DESCRIPTION (provided by applicant): The nature of this Mentored Clinical Scientist Development Award (K08) pertains to the understanding of human pluripotent and hematopoietic stem cells. This proposed 5-year research training program will advance the study of human developmental hematopoiesis with one of the most important new tools in biomedical research: the human embryonic stem cell (hES). My long-term interest is in advancement of clinical stem cell transplantation, and I intend to devote a large part of my career to basic research in stem cell biology. This proposal will focus on the derivation, culture, and expansion of primitive human hematopoietic stem cells (HSC) from hES. The strategy for identifying early human HSC will rely on the general hypothesis that a "hemangioblast" (bipotential progenitor of HSC and endothelium) and/or a "hemogenic endothelial" precursor can be physically isolated and characterized from differentiating hES using experimental approaches similar to those described in other species. These hES-derived progenitors will be used for subsequent studies in human lympho-hematopoietic development. The research program will initially focus on expanding, purifying, and characterizing hES-derived hemangioblasts. Subsequent studies will probe the mechanistic role SCL/TAL1, a master regulator for initiating hematopoiesis, plays on the formation of the human hemangioblast. A reporter cDNA will be gene-targeted to the endogenous SCL locus regulatory region ("knock-in") with modified methods of homologous recombination, and primitive SCL-expressing hemato-endothelial progenitors will be purified and expanded for further phenotypic and genetic analysis. Primitive HSC will ultimately be cultured on stromal lines and/or fetal thymic organ cultures for the derivation of a model for human T-lymphocyte development. The role of Notch pathway signaling in hES-drived lymph-hematopoietic tissue will be studied as a long-term goal. The success of these goals will lay the groundwork for characterizing human stem cells not available by any other means.

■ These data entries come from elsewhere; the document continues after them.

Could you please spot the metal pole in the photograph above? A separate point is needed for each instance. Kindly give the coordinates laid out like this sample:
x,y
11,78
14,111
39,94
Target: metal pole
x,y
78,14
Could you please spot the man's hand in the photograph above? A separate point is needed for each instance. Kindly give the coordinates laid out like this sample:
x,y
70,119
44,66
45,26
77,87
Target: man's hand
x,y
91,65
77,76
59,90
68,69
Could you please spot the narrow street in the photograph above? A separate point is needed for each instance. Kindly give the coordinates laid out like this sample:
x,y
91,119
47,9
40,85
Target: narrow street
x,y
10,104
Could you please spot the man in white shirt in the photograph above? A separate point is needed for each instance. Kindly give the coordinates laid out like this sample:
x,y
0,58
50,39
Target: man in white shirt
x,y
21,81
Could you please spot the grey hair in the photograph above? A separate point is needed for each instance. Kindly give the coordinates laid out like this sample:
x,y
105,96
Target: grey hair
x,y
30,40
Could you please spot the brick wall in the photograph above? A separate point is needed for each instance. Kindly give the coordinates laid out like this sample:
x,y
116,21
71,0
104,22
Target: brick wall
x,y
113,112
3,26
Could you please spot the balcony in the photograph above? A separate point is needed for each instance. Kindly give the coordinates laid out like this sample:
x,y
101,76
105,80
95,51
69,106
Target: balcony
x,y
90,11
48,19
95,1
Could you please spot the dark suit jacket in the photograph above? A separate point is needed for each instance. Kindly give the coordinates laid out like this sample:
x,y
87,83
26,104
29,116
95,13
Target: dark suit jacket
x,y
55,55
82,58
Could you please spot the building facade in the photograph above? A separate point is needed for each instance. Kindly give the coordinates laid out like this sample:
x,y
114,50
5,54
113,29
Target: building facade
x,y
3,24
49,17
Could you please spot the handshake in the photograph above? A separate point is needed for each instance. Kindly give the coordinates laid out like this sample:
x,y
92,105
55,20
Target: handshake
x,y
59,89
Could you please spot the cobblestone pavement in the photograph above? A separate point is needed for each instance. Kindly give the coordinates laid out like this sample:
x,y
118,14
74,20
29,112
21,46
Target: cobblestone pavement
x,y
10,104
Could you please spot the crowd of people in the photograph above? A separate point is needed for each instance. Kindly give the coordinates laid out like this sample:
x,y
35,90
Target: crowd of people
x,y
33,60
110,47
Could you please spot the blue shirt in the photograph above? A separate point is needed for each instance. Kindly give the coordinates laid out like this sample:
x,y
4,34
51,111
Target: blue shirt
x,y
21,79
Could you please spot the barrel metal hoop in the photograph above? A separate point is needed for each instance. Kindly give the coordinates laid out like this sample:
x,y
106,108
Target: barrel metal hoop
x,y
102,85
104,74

描述(由申请人提供)： 这项有指导的临床科学家发展奖(K08)的性质与对人类多能性和造血干细胞的理解有关。这项拟议的为期5年的研究培训计划将利用生物医学研究中最重要的新工具之一：人类胚胎干细胞(HES)来推进人类发育造血的研究。我的长期兴趣是促进临床干细胞移植，我打算将我职业生涯的很大一部分时间投入到干细胞生物学的基础研究中。这项建议将集中在从人类胚胎干细胞(HES)中衍生、培养和扩增原始人类造血干细胞(HSC)。鉴定早期人类HSC的策略将依赖于一个普遍的假设，即“血管母细胞”(HSC和内皮的双潜能前体)和/或“血源性内皮”前体可以被物理地分离出来，并通过与其他物种中描述的实验方法类似的实验方法来区分HES。这些来源于HES的祖细胞将用于人类淋巴造血发育的后续研究。该研究计划最初将重点放在扩增、纯化和鉴定HES来源的血管母细胞。随后的研究将探索SCL/TAL1在人类血管母细胞形成中的作用机制。SCL/TAL1是启动造血的主要调节因子。通过改进的同源重组方法，将报告基因定位于内源性SCL基因位点调控区，并纯化和扩增表达SCL的原始血内皮祖细胞，以进行进一步的表型和遗传分析。原始的HSC最终将在基质细胞和/或胎儿胸腺器官培养上培养，以衍生出人类T淋巴细胞发育的模型。Notch信号通路在HES驱动的淋巴-造血组织中的作用将作为一个长期目标进行研究。这些目标的成功将为确定人类干细胞的特性奠定基础，这是任何其他方法都无法获得的。